These two poems, which today are considered important examples of Lin's poetic modernism, came under fierce attack when they first appeared. One critic stigmatized them as encapsulating the worst aspect of modern art—its unintelligibility. But while such writing was new for China, similar experiments had been carried out by the Japanese. The Taiwan poet Chen Chien-wu (陳千武) has pointed out that both poems show the influence of Yamamura Bocho, a Japanese imagist poet from the early part of the century.

In “Landscape No.2” we literally follow the eyes of the speaker as he “reads” the landscape. The rows of trees and waves achieve symmetrical resonance from the regular placement of lines in the text. While the poem lacks much in the way of vocabulary, it offers the reader something new on the rhythmic level—the “silences” are as important as what is said. The spaces in the text not only contribute to the way the poem is read, they also stand as a correlative to the lay of the land and the way it is perceived.

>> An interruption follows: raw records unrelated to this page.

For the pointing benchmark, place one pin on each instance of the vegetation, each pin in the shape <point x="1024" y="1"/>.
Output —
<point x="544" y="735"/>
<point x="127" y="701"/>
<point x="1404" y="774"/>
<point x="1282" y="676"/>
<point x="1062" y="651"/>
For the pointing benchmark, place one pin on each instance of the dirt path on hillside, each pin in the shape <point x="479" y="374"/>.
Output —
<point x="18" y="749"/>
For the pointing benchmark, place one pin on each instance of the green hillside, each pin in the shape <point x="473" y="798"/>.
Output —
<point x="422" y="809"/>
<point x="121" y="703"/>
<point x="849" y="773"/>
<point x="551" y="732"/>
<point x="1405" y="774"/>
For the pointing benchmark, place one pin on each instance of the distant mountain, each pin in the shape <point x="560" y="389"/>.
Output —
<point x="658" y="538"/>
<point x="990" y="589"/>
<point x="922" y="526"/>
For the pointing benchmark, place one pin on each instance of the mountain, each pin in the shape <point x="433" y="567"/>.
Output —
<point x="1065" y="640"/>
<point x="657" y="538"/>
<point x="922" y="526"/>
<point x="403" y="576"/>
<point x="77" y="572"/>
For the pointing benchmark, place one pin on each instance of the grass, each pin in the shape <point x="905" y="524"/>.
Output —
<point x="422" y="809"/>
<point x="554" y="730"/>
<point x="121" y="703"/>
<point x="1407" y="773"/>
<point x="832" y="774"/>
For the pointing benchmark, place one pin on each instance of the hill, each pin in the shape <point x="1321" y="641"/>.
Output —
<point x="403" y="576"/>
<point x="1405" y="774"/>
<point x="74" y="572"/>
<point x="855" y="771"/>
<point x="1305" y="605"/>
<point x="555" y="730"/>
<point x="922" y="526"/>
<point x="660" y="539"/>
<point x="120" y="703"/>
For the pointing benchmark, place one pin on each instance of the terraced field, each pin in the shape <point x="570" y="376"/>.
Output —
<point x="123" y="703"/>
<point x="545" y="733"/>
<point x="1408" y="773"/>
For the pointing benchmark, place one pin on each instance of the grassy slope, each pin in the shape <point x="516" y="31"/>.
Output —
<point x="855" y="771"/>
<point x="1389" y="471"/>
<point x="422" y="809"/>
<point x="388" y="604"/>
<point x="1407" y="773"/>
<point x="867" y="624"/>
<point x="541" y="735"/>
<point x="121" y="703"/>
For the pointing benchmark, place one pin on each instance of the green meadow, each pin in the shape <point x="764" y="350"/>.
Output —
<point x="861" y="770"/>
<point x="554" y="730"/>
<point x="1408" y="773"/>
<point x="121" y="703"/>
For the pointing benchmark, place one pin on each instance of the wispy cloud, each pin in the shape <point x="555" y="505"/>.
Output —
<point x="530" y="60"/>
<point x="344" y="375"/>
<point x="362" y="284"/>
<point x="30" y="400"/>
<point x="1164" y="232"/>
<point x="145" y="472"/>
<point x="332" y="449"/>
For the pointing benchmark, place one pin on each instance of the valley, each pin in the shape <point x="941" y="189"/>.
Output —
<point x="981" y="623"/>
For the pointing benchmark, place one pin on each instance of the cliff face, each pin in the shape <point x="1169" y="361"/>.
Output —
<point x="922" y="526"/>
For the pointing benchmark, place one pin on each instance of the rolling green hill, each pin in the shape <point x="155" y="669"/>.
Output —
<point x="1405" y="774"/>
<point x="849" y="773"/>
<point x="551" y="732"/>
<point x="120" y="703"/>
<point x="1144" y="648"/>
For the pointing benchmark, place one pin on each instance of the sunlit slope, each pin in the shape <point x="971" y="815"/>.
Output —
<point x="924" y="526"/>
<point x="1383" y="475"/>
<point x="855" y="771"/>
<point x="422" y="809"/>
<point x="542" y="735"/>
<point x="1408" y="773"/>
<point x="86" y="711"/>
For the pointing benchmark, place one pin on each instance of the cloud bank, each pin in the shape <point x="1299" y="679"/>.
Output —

Abstract as these formalistic experiments might appear to the reader, they are closely linked to the Taiwan environment. Critic and literary historian Lu Hsing-chang (呂興昌) has commented on the essential pairing of the poems. According to Lu, they depict two facets of people's relationship with their environment in the context of Taiwan. “Landscape No. 1” is flush with the hope a farmer feels when looking at crops cultivated on the land he enriches with his labor. “Landscape No.2,” on the other hand, depicts the trepidation humanity feels in the face of nature. The windbreaks are an attempt to mitigate the damage nature can do. But beyond these man-made constructs, nature waits, untamed, in the guise of the ocean. Even the limited vocabulary of the poems conveys this sense—the oft-repeated words “next to” in the first poem give a feeling of closeness and inclusiveness, while the word "outside" in the second gives a sense of distance, if not opposition.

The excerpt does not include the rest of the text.